- Directed by: Justin Ducharme
- Written by: Justin Ducharme
- Produced by: Justin Ducharme Olivia Marie Galosky Tyler Hagan Eva Thomas
- Starring: Aalayna Primrose Nizhonniya Austin Taio Gelinas Kaniehtiio Horn
- Cinematography: Tucker Anderson
- Edited by: Lisa Pham Flowers
- Music by: Branton Olfert
- Production companies: Experimental Forest Films Your Boy Productions
- Distributed by: Vortex Media
- Release date: September 14, 2026 (TIFF);
- Running time: 88 minutes
- Country: Canada
- Languages: English Cree

= Seventeen (2026 film) =

2026 Canadian drama film

Seventeen is a Canadian drama film, directed by Justin Ducharme and slated for release in 2026. The film centres on December (Aalayna), Tamara (Nizhonniya Austin) and Aiden (Taio Gelinas), three Indigenous Canadian sex workers in Vancouver, British Columbia, whose paths intersect.

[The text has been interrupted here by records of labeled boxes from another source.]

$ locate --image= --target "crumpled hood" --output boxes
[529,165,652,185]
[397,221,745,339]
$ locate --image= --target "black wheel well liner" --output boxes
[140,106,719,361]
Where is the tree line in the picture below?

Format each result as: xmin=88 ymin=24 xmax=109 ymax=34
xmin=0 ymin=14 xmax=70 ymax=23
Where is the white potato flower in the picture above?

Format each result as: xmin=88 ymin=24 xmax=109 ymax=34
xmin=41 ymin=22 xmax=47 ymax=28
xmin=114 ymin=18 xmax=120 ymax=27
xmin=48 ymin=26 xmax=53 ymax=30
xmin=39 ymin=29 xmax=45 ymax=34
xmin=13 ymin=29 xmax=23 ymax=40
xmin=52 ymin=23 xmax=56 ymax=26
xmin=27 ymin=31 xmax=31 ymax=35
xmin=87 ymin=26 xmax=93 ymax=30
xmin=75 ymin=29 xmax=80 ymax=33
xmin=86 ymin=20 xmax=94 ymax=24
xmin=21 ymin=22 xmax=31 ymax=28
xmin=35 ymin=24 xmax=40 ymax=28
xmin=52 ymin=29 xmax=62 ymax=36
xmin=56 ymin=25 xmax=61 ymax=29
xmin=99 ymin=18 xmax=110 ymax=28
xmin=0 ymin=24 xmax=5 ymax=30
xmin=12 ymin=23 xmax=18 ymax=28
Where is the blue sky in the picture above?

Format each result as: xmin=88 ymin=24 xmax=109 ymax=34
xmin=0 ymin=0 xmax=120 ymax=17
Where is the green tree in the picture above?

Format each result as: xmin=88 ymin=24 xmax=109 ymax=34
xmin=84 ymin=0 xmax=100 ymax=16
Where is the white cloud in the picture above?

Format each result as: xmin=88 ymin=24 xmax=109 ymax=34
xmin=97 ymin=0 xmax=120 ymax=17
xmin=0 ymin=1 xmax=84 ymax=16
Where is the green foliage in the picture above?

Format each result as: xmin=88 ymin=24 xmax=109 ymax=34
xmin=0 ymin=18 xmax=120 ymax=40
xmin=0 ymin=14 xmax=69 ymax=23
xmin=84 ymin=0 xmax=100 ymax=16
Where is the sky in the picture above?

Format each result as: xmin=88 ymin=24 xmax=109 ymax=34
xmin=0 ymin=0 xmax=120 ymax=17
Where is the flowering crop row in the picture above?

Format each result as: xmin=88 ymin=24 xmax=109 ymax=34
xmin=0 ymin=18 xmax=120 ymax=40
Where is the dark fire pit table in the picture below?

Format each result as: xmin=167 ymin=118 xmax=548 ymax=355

The cast also includes Kaniehtiio Horn, Shannon Baker, Ta'Kaiya Blaney, Renae Morriseau, Joel Oulette, Umar Farooq Khan, Mathias Retamal, Ray G. Thunderchild and jaye simpson in supporting roles.

==Production==
Ducharme wrote the first draft of the screenplay in 2018, with it taking further shape after he participated in the imagineNATIVE Film and Media Arts Festival's screenwriting lap program in 2019-20. Ducharme later staged a public reading of the screenplay at Emily Carr University of Art and Design in 2024.

Casting and production were announced in May 2025, with filming taking place in Vancouver.

==Release==
The film is scheduled to premiere in the Discovery program at the 2026 Toronto International Film Festival.